Now, me, I do still sing in public. If there's some good jams on at the Publix, I'll sing while I'm shopping. I've also been known to dance around in the aisles. I mean, why should grocery shopping be a chore? Heck, more than once, Mister and I have sung in harmony to whatever song was playing on the sound system. We just flat out don't care. Ain't no law against actin a fool at the grocery. (The international grocery is especially fun when they play bellydance music.)
I've noticed, though, that when we perform for real, it can be a challenge getting people to participate. They especially don't want to dance, even though that's what a lot of that music is for. The adults will sit there and listen, but it's the kids who dance. Even at events where we have scheduled dances, it's a challenge to get the grown-ups on the bandwagon. Kids? No problem. They're all over it.

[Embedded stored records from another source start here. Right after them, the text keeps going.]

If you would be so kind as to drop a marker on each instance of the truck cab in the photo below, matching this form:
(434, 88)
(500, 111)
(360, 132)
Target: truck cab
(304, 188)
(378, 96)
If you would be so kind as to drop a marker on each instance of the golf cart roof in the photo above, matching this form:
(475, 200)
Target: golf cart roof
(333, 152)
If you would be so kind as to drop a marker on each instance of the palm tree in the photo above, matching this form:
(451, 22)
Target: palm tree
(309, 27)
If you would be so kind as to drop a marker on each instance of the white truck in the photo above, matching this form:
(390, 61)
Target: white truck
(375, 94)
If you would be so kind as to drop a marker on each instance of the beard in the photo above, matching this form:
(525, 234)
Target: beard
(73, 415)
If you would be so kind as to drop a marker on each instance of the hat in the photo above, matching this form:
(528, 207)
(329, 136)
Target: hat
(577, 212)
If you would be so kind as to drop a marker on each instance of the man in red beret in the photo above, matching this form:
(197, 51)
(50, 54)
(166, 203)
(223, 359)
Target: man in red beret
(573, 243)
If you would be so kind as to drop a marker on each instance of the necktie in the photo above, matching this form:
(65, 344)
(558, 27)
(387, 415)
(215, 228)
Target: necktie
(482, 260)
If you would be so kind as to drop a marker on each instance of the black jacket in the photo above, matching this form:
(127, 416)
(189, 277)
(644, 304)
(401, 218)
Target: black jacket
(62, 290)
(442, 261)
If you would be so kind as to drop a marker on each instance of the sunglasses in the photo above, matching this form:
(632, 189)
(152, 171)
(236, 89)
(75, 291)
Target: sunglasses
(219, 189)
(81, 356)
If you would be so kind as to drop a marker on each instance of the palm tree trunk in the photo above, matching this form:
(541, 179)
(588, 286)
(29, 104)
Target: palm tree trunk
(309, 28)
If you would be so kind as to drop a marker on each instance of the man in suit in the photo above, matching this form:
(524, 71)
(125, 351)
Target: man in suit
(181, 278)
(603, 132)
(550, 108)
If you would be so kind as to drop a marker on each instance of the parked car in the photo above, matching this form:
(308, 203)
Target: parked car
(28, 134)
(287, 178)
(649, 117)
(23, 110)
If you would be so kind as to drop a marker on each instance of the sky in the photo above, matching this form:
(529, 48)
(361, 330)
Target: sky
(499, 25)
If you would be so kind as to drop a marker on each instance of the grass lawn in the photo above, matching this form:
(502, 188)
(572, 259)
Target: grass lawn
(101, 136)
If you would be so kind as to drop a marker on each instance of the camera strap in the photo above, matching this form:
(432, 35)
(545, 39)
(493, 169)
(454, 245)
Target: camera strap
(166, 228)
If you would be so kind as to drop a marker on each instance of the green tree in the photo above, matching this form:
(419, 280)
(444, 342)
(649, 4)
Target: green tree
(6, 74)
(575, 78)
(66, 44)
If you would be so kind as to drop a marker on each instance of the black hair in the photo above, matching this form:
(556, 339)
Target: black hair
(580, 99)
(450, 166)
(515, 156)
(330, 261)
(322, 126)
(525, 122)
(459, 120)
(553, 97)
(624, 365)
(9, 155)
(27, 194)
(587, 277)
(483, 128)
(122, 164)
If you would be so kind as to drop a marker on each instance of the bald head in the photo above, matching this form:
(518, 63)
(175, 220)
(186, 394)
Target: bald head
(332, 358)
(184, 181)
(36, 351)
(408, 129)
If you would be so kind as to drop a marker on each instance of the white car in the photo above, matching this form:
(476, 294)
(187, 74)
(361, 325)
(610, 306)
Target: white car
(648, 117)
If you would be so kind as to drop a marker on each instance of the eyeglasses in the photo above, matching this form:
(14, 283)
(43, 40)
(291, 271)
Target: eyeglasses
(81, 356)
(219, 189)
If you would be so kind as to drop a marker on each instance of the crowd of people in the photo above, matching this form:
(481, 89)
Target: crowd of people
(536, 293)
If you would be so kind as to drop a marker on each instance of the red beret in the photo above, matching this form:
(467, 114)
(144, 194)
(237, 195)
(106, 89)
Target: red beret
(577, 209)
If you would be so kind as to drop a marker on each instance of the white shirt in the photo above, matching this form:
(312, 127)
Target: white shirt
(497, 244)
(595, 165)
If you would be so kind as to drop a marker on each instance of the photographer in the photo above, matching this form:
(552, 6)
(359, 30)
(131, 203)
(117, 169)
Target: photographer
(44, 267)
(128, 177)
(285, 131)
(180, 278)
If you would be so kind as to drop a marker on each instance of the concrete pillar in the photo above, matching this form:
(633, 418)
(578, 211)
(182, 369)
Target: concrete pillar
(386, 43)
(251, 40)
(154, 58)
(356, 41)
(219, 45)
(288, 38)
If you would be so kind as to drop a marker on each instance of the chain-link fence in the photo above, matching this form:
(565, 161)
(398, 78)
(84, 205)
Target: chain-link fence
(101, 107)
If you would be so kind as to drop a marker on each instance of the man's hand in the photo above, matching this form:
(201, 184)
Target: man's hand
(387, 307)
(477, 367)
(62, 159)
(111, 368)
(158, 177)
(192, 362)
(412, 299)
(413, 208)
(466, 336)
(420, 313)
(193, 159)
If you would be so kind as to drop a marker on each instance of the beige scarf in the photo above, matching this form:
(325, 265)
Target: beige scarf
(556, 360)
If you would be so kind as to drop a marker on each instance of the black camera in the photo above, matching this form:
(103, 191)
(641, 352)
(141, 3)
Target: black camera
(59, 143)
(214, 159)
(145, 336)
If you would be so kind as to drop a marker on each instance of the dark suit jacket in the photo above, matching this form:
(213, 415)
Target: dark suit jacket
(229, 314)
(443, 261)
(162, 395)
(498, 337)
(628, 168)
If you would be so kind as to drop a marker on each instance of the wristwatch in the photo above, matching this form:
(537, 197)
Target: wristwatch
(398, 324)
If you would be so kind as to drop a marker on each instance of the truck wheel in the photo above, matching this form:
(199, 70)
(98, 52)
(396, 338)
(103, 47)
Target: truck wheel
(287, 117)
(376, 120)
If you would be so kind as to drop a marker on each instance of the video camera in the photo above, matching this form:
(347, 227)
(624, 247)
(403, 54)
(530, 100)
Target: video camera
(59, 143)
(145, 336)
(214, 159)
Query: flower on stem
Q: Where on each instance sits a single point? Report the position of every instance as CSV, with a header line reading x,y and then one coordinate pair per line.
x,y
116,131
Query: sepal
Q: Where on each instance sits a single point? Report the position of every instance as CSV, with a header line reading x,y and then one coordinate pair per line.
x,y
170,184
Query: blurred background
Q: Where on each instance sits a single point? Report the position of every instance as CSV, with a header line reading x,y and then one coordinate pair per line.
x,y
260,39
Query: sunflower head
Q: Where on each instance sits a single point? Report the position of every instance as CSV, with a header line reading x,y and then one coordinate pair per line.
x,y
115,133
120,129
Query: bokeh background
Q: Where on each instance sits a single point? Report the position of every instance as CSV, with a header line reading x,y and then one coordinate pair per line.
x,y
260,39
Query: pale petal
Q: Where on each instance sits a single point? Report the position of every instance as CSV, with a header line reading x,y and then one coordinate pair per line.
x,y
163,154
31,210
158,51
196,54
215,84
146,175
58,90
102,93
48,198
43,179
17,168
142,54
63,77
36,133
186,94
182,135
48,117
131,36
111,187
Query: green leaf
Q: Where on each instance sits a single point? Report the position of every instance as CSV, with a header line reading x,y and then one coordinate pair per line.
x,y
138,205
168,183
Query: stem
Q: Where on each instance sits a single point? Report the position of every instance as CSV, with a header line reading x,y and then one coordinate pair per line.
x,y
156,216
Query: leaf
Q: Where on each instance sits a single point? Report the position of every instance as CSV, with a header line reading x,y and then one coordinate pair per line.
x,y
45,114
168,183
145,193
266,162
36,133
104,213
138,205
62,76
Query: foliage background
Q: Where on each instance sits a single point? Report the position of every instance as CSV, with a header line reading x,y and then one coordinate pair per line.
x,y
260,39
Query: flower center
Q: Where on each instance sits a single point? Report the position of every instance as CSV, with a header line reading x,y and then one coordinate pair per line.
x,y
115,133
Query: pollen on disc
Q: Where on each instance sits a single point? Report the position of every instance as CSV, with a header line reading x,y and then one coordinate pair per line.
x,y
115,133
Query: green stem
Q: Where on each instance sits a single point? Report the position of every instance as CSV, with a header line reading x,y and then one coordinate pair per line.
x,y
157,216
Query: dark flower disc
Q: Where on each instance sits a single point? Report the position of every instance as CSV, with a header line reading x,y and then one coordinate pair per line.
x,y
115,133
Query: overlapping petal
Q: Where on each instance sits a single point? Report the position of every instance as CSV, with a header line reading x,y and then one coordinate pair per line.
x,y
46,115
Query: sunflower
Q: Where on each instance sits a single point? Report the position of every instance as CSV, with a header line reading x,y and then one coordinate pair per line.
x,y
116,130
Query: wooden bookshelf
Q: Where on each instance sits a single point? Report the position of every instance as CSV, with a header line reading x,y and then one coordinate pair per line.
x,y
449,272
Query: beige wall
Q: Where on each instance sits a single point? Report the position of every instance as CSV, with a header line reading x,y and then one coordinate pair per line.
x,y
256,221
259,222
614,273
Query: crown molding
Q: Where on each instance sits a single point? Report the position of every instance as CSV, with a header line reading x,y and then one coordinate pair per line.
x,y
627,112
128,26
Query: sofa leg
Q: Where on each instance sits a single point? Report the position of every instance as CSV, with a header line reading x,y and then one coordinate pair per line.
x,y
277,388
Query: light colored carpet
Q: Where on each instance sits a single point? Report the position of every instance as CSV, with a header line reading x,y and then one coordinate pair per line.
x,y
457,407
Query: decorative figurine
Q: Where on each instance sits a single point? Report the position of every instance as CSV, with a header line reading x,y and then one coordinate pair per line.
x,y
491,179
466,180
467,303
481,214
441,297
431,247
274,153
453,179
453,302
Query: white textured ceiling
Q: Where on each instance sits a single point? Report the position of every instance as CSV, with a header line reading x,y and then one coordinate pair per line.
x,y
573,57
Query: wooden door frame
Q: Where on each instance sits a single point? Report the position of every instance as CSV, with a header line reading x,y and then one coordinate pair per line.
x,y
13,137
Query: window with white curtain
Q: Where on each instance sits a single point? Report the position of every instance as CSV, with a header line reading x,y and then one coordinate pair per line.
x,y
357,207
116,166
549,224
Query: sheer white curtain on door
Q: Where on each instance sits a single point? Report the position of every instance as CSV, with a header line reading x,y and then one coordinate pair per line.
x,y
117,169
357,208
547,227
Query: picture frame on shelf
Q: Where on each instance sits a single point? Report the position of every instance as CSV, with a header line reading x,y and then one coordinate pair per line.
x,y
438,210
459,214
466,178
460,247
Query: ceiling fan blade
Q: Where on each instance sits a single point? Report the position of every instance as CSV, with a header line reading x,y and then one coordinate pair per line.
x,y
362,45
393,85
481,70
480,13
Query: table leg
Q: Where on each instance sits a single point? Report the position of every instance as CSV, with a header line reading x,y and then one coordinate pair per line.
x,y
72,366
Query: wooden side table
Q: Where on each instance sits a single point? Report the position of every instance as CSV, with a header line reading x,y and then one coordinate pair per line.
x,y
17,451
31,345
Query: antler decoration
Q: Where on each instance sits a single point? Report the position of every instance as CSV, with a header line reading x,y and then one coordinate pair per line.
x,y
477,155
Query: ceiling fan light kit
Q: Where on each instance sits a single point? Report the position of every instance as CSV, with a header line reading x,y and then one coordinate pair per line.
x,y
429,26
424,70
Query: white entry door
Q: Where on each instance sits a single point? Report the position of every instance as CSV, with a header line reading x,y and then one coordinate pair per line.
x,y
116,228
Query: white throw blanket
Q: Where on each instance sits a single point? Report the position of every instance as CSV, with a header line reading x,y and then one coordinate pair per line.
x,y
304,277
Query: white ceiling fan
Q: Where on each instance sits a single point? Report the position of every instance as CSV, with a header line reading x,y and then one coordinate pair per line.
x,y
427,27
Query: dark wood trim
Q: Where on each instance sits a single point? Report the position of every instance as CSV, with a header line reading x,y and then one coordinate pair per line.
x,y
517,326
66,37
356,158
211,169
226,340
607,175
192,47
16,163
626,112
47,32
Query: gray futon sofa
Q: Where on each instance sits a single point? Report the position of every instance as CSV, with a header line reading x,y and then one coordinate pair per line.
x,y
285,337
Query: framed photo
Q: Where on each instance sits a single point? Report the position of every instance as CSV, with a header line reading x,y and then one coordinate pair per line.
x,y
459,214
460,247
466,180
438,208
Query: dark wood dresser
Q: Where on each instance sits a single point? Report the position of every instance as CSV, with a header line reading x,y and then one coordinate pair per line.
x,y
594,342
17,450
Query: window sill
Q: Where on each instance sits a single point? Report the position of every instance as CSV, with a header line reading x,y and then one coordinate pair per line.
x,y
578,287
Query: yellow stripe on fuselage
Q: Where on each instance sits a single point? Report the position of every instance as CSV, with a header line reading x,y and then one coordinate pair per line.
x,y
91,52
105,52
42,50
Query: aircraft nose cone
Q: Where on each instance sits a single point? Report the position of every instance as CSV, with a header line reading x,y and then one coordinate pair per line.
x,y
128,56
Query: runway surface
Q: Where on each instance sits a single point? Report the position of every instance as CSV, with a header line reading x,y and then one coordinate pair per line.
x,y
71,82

People. Y U NO DANCE? What is it you're afraid of? I promise you nobody cares if you look like a gawky ostrich, because they're too worried about themselves. If you feel like dancing, then GET UP AND DO IT. You're probably way better at it than you think you are anyway.
If you spend any time around kids, you know how affectionate they are. They'll just come right up to you and crawl in your lap and say "I love you" and they don't even have to be your own kids. Now, I'm not advocating that adults necessarily crawl into each other's laps (unless you're in a situation where that's appropriate - winkwinknudgenudge), but why do we have to be so reserved about letting someone know we care about them? Moreover, why are some of us scared to accept that someone cares about us?
I have an open heart as big as the universe. It's probably caused me more grief and trouble than my big mouth ever did. But I'm not going to waste it, and I'm not going to stop caring. (I tried that once. I was miserable.) I try to find the wonderments amid the chaos and drudgery of everyday life. And I won't lie - sometimes that's almost impossible. It seems like an extra challenge for the chronically depressed, especially when you think the universe is conspiring to hold you back. But even in the dark times, something amazing and wonderful will poke its little head out of the dirt. The trick is being mindful enough to notice.
So, little girl at the grocery, I hope you will always sing when you feel like it, and create things out of boxes and other seemingly useless items, and get excited when you find a dime. We cranky old adults need those wonderments. Heck, if we marveled more at the little things, or sang more, or danced more, maybe we wouldn't be so cranky.